According to Mr Newman and his government, we are making money at the expense of others. Rich greenies are wreaking havoc on the budgets of the poor people who are struggling to make ends meet.
- I believe that climate change is real and acknowledge that we all need to make an active contribution to reducing greenhouse gas emissions.
- I have a long-standing commitment to reducing our carbon footprint and do so by a variety of means. Installing solar panels is just one of them.
- We funded the purchase of the grid-connected solar panels through a bank loan.
- The feed-in tariff was set by government to encourage people to invest in renewable energy sources.
- We chose a grid-connected system and pay all of the associated service charges to enable us to access power at any time of the day or night from the electricity grid.
- The feed-in tariff is contracted for 20 years (ending in 2028).
We will reconsider our position if any attempt is made to penalise those who have chosen to install grid-connected solar panels. Our preferred option will be to move off-grid and we will invest in batteries to enable us to do this. Therefore, the power generated by our solar panels will be used only by our household and none will be exported to the grid, resulting in a net loss to the electricity grid.
I do not deny that we do receive a monetary gain from the excess power that is generated and exported to the grid, however, all of the households who do this are providing a net gain of green power to the grid. This is then ‘sold’ to other consumers who choose ‘green power’ with a premium cost, so it is only reasonable that we (the producers) should be paid a premium price (feed-in tariff) for our product.
The following information has been taken from here.
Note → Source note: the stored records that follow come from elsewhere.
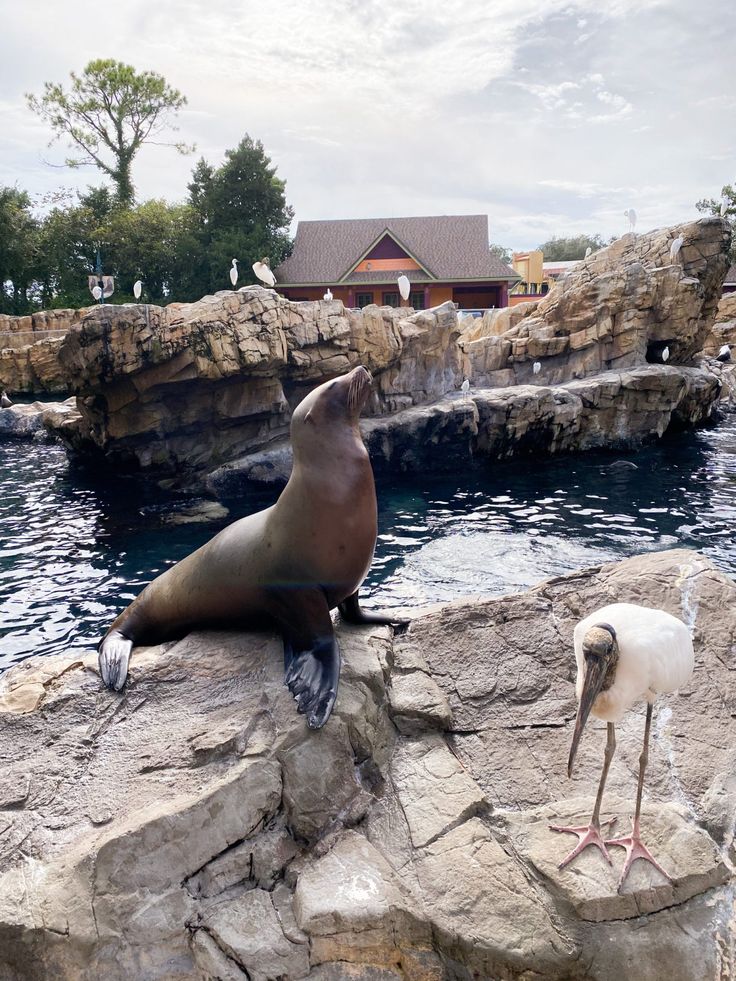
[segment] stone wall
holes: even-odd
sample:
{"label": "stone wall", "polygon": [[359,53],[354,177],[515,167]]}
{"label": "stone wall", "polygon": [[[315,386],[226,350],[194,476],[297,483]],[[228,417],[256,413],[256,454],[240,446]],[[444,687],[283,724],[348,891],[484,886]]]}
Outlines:
{"label": "stone wall", "polygon": [[[622,892],[550,823],[588,820],[605,726],[572,779],[575,623],[614,600],[690,624],[695,673],[655,706]],[[335,711],[308,730],[270,633],[0,679],[3,981],[713,981],[734,960],[736,584],[641,556],[466,600],[408,632],[342,625]],[[631,821],[643,704],[617,725],[603,815]],[[635,967],[632,967],[635,965]]]}

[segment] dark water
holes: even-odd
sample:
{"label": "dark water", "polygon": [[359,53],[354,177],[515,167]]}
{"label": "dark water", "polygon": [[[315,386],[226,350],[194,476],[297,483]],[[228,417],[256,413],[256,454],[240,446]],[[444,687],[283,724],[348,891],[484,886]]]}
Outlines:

I cannot articulate these thoughts any more succinctly.
The market fails to take into account the true value and many benefits to the electricity network which arise from the adoption of renewable energy technologies embedded within the electricity grid.
Solar PV, like other renewable energy sources, provide environmental benefits through reduced atmospheric pollution, and social benefits through industry development and job creation – for example through the installation of grid-connected solar systems, each with related economic benefit.
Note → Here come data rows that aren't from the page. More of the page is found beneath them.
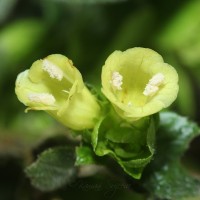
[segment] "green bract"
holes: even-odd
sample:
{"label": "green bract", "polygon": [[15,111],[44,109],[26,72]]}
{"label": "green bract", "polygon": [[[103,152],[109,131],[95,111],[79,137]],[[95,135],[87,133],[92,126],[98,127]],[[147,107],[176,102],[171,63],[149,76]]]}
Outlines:
{"label": "green bract", "polygon": [[98,156],[111,155],[127,174],[139,179],[154,154],[157,120],[152,115],[127,123],[110,112],[91,134],[93,150]]}
{"label": "green bract", "polygon": [[74,130],[93,128],[100,113],[80,72],[59,54],[38,60],[19,74],[15,92],[26,110],[45,110]]}
{"label": "green bract", "polygon": [[135,121],[176,99],[178,74],[151,49],[115,51],[102,69],[102,92],[122,118]]}

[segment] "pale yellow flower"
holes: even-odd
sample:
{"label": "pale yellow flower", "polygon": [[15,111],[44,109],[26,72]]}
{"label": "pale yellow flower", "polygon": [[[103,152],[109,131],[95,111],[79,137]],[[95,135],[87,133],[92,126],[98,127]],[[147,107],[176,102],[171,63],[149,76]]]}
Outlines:
{"label": "pale yellow flower", "polygon": [[116,112],[129,121],[168,107],[177,97],[178,74],[155,51],[115,51],[102,69],[102,92]]}
{"label": "pale yellow flower", "polygon": [[18,99],[26,110],[45,110],[74,130],[93,128],[100,114],[96,98],[84,85],[71,60],[59,54],[33,63],[16,80]]}

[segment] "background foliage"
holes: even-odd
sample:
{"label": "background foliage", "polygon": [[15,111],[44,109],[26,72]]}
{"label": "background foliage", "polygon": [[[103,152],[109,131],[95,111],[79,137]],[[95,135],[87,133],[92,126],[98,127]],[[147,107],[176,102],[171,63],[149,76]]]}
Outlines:
{"label": "background foliage", "polygon": [[[179,73],[173,109],[199,123],[199,13],[199,0],[0,0],[0,199],[145,199],[140,187],[134,185],[137,193],[132,192],[132,185],[110,175],[79,178],[54,192],[31,186],[25,166],[48,147],[72,142],[68,131],[46,114],[24,114],[14,94],[15,79],[35,60],[61,53],[73,60],[86,82],[100,88],[101,66],[111,52],[148,47]],[[182,157],[196,177],[199,143],[193,140]],[[58,173],[62,176],[62,170]]]}

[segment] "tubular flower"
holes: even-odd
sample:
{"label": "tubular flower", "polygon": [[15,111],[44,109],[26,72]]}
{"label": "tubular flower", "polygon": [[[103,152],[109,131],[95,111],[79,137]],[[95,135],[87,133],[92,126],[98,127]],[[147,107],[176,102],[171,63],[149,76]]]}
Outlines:
{"label": "tubular flower", "polygon": [[102,92],[116,112],[129,121],[168,107],[177,97],[178,74],[155,51],[115,51],[102,68]]}
{"label": "tubular flower", "polygon": [[45,110],[74,130],[93,128],[100,114],[95,97],[71,60],[59,54],[37,60],[20,73],[15,92],[27,110]]}

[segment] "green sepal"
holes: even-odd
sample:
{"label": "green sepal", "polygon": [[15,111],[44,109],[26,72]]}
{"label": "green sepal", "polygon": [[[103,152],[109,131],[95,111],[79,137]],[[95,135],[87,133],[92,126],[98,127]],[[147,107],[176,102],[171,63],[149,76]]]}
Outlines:
{"label": "green sepal", "polygon": [[110,112],[91,134],[93,150],[98,156],[111,155],[127,174],[140,179],[154,154],[156,121],[149,116],[128,123]]}
{"label": "green sepal", "polygon": [[88,146],[76,147],[76,166],[95,164],[95,154]]}

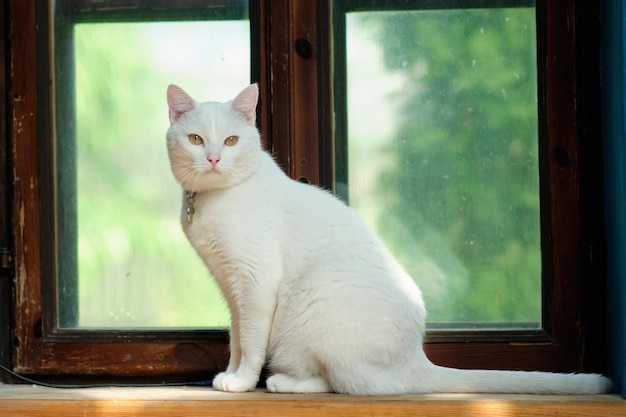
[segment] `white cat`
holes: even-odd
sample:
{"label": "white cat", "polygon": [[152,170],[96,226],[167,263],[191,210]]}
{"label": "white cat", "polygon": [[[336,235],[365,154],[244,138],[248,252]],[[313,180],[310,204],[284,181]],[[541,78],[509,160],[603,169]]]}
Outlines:
{"label": "white cat", "polygon": [[213,386],[272,392],[594,394],[596,374],[458,370],[422,348],[422,294],[361,218],[288,178],[261,149],[258,88],[227,103],[167,91],[167,147],[182,223],[231,311],[231,356]]}

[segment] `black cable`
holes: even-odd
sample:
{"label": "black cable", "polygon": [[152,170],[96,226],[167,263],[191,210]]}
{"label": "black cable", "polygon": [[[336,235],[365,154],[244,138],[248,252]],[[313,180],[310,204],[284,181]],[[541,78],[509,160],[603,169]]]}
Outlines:
{"label": "black cable", "polygon": [[188,382],[162,382],[153,384],[50,384],[48,382],[37,381],[13,372],[9,368],[0,365],[0,371],[6,372],[12,377],[33,385],[46,388],[56,389],[73,389],[73,388],[155,388],[155,387],[188,387],[188,386],[211,386],[212,381],[188,381]]}

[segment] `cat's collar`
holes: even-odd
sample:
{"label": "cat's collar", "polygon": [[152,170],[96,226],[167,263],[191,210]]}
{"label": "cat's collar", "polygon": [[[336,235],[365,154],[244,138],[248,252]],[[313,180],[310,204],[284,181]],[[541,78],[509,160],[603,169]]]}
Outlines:
{"label": "cat's collar", "polygon": [[196,192],[185,190],[185,199],[187,200],[187,223],[193,222],[193,215],[196,212],[194,203],[196,202]]}

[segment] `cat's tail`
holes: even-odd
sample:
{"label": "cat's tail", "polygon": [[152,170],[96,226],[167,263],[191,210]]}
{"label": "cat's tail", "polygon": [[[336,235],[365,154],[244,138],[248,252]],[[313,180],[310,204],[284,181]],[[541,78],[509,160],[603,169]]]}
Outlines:
{"label": "cat's tail", "polygon": [[416,381],[417,392],[426,389],[426,392],[583,395],[613,390],[611,380],[598,374],[465,370],[434,364],[427,368],[424,377]]}

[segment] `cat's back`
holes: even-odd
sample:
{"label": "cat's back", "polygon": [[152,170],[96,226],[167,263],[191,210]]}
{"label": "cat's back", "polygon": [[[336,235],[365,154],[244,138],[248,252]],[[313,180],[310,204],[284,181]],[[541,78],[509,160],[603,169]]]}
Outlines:
{"label": "cat's back", "polygon": [[282,200],[285,251],[311,262],[381,263],[389,254],[363,219],[329,191],[290,181]]}

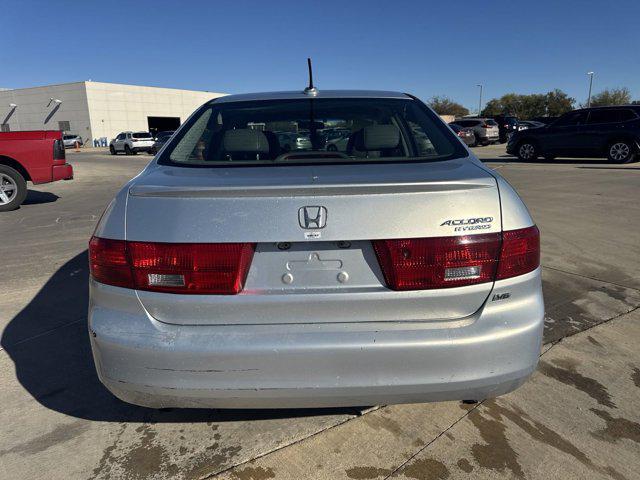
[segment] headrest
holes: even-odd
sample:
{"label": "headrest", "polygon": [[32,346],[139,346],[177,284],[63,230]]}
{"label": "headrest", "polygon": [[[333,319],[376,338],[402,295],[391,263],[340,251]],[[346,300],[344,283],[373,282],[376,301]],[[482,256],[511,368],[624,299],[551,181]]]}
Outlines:
{"label": "headrest", "polygon": [[370,125],[360,130],[356,138],[356,150],[384,150],[396,148],[400,143],[400,130],[395,125]]}
{"label": "headrest", "polygon": [[264,133],[251,128],[224,132],[222,145],[226,152],[269,153],[269,142]]}

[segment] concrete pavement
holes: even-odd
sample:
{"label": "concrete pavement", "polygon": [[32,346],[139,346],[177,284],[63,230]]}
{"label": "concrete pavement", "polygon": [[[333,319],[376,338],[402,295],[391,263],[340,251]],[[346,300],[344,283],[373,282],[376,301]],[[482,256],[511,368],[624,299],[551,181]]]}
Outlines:
{"label": "concrete pavement", "polygon": [[638,164],[523,164],[503,151],[477,149],[541,229],[553,347],[496,401],[365,415],[152,411],[113,398],[88,345],[86,243],[150,157],[69,152],[75,180],[36,186],[0,216],[0,478],[640,478]]}

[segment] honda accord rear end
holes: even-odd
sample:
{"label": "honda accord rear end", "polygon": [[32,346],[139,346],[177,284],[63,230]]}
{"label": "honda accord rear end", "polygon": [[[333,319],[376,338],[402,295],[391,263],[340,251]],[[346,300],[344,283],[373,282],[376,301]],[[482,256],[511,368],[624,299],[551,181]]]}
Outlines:
{"label": "honda accord rear end", "polygon": [[[327,151],[335,128],[351,133]],[[107,207],[89,253],[96,369],[138,405],[479,400],[538,361],[538,229],[406,94],[208,102]]]}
When electricity is transmitted over a distance, some is lost through what is known as line loss. By installing rooftop solar arrays on houses, the electricity can supply not only the house on which it’s installed, but the surplus can feed other houses close by.
Centralised power generation facilities also provide a relatively easy target for hostile parties and can be destroyed in natural disasters such as cyclones or fires. A decentralised network or grid connected systems allows for better energy security as it’s much cheaper and faster to repair a sub-station than it is to replace an entire plant.
It’s in the interests of our national security to decentralise power generation.
During the summer months, it’s becoming increasingly common for blackouts to occur due to an overload of the mains grid. It’s during these months that solar power installations can make their greatest contribution.
A feed-in tariff for grid connected systems redresses these systemic market failures and threats and rewards solar electricity generation for its true value to the electricity market and wider society, by providing a financial incentive for the adoption of renewable energy.
So, to sum up I would like to say “Thanks, but no thanks” to Mr Newman. Try to penalise me for choosing to make a positive contribution to the environmental footprint of this state and I will take my bat and ball (and solar panels) and go off-grid. I am sure I will not be the only one.